The Japanese tech conglomerate, led by founder Masayoshi Son, is undergoing a strategic transformation that places AI at the center of its investment vision. The proceeds from the Nvidia sale are expected to help fund several capital-intensive projects, including the Stargate hyperscale data center collaboration with OpenAI and Oracle, as well as advanced robotics manufacturing initiatives based in the United States.

While SoftBank’s leadership maintains that the sale is a necessary step to support long-term innovation, the timing of the divestment has drawn skepticism from analysts. The market reacted swiftly, with SoftBank shares declining as investors interpreted the sale as a signal of caution—or even doubt—about the immediate profitability of AI-driven investments.

Speaking at a financial briefing, SoftBank’s Chief Financial Officer admitted that investor sentiment surrounding AI remains volatile. “I can’t say if we’re in an AI bubble or not,” he stated candidly. “But for us, the capital raised through this transaction is critical to supporting strategic projects that define our vision for the future.”

The decision to exit Nvidia also comes at a moment of growing global debate around AI investment sustainability. Industry giants such as Meta Platforms, Alphabet, Amazon, and Microsoft are collectively expected to spend more than $1 trillion on AI infrastructure and services in the coming years. However, the expected timeline for returns on such investments remains highly uncertain, particularly as regulatory frameworks, computing costs, and market adoption continue to evolve.

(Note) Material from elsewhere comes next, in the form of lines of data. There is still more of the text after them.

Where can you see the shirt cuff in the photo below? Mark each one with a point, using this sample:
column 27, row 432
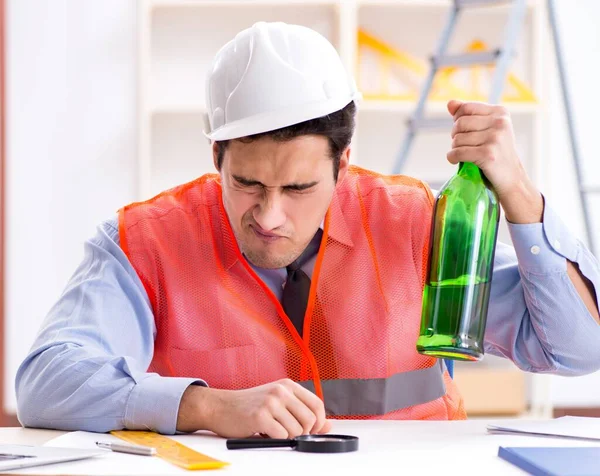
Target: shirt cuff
column 154, row 403
column 544, row 247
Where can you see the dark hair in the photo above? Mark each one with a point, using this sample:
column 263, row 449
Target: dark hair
column 337, row 127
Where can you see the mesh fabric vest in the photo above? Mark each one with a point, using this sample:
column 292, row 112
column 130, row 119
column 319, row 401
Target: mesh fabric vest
column 218, row 321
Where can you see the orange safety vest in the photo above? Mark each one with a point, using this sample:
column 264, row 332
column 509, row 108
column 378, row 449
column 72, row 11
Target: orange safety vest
column 217, row 320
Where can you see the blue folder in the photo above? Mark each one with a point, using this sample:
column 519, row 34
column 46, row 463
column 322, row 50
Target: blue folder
column 548, row 461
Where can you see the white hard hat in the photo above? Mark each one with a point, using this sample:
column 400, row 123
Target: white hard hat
column 274, row 75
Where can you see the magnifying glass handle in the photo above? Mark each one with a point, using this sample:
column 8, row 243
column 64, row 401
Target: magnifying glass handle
column 246, row 443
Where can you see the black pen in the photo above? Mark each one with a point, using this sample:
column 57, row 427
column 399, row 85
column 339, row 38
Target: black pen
column 130, row 449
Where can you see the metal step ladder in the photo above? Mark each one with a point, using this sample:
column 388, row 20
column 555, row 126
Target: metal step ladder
column 501, row 58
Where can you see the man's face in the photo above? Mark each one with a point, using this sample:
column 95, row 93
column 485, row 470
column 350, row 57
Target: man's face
column 276, row 195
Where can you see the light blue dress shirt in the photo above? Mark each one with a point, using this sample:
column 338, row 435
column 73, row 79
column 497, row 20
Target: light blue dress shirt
column 87, row 367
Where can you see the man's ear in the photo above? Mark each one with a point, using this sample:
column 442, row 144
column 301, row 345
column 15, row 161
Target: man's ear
column 344, row 163
column 216, row 155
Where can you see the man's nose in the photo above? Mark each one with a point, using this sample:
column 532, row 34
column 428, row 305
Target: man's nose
column 269, row 214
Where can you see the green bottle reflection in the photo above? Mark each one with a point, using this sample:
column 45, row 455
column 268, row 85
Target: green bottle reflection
column 461, row 259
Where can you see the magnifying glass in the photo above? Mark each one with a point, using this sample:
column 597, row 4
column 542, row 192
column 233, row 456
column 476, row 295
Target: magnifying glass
column 304, row 443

Masayoshi Son has previously described SoftBank as “the capital provider for the AI revolution,” emphasizing the company’s shift away from traditional telecoms and legacy tech toward next-generation platforms powered by machine learning and automation. That pivot has involved high-risk investments through its Vision Fund, many of which have yielded mixed results, particularly during the post-COVID tech valuation reset.

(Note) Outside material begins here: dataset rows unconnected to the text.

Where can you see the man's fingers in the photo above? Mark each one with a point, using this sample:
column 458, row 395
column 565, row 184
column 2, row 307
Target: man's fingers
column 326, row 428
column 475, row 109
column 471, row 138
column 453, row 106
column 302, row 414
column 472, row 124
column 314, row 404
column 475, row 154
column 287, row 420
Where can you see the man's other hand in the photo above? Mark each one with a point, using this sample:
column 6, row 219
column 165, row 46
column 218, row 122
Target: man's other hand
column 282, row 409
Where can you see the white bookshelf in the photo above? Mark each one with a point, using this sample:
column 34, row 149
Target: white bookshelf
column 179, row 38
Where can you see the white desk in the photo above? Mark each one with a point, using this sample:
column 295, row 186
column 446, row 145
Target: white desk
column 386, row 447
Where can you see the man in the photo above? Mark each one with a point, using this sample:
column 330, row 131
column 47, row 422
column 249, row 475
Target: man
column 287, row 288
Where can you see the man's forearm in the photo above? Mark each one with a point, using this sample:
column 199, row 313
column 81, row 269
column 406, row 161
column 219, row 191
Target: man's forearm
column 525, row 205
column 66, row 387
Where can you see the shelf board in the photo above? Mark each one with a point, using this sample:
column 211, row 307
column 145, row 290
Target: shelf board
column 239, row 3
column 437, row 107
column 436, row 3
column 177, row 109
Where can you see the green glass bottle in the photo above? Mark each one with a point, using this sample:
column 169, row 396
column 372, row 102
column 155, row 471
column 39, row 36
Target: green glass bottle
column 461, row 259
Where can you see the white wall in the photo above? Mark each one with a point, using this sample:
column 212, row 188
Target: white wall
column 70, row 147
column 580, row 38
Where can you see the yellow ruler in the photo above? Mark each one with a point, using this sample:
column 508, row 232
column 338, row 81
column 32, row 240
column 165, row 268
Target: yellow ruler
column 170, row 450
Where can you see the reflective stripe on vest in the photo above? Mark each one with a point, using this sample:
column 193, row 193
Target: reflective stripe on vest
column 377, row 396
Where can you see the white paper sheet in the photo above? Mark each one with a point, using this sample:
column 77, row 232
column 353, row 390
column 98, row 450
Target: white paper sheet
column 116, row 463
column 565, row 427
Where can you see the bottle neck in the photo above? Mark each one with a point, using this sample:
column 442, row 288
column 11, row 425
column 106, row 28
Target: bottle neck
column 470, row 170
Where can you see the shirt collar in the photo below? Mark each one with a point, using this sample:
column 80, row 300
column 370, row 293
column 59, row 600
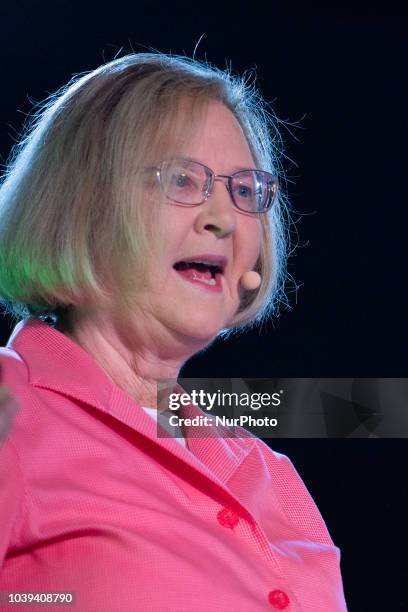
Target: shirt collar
column 57, row 363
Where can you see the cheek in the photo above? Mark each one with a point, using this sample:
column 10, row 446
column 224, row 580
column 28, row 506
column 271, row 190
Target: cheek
column 251, row 242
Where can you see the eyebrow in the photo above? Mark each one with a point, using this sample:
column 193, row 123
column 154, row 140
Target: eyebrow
column 234, row 168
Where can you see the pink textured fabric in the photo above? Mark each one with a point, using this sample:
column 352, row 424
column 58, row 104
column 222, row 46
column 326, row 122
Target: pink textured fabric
column 92, row 501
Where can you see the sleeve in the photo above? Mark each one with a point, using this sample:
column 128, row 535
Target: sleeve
column 11, row 496
column 294, row 498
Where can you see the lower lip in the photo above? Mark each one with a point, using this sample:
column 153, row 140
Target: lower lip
column 186, row 275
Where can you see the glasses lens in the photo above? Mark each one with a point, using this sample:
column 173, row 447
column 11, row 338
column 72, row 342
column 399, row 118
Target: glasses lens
column 184, row 181
column 254, row 190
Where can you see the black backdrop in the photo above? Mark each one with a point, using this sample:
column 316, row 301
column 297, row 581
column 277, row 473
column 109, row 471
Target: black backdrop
column 341, row 80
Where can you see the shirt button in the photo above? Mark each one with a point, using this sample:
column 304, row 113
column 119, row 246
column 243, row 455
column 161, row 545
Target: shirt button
column 227, row 518
column 278, row 599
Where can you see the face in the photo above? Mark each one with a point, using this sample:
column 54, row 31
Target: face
column 187, row 304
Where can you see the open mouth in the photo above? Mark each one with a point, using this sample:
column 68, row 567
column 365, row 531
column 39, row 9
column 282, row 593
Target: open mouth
column 204, row 272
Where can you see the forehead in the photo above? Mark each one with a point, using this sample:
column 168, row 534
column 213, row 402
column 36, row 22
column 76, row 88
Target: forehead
column 209, row 133
column 219, row 135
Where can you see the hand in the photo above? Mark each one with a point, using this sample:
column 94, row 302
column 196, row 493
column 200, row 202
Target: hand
column 8, row 408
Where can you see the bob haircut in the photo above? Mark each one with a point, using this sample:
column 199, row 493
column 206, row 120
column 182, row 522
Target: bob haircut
column 71, row 230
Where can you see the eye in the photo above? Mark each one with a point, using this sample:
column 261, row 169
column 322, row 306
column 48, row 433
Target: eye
column 244, row 191
column 180, row 180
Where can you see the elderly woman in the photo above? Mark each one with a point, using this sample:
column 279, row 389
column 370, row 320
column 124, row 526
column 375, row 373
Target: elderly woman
column 139, row 219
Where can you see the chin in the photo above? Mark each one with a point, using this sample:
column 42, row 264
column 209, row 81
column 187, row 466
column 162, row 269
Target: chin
column 201, row 329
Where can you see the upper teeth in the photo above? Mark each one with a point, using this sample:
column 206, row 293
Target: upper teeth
column 207, row 263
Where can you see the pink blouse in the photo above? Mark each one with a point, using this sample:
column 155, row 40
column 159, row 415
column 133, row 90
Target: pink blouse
column 94, row 503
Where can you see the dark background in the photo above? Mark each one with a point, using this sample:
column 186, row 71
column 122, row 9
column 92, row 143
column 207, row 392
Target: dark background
column 341, row 79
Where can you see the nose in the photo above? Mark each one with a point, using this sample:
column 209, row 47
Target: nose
column 217, row 214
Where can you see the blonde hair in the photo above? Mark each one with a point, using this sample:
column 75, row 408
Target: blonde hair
column 70, row 227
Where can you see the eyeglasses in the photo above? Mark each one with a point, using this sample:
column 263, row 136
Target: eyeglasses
column 190, row 183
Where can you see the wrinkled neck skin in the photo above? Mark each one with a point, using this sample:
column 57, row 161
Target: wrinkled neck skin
column 135, row 356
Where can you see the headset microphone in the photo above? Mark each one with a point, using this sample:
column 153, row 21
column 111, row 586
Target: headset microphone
column 251, row 280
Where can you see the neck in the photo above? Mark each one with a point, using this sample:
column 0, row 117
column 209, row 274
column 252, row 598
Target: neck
column 131, row 359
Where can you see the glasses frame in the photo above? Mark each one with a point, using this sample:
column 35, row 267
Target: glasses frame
column 224, row 178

SoftBank had acquired its Nvidia stake during an earlier phase of the AI boom, well before the chipmaker’s current dominance in AI training and inference chips. Nvidia’s stock has since surged, driven by overwhelming demand for its graphics processing units (GPUs), widely used to power generative AI applications.

Analysts have mixed views on SoftBank’s decision to sell now. Some see it as prudent profit-taking after a dramatic run-up in Nvidia’s stock price. Others interpret the move as signaling that even early believers in AI may be bracing for a cooling-off period as the market recalibrates.

“Selling out of Nvidia might make sense in terms of liquidity,” said a Tokyo-based equity strategist. “But it also raises questions about SoftBank’s confidence in the short-term monetization of the very AI projects it is now doubling down on.”

SoftBank’s sale adds to a broader conversation among institutional investors about the balance between aggressive AI investment and responsible capital deployment. With so many AI ventures still in their experimental phases, the pressure is growing on companies to show tangible returns beyond headlines and projections.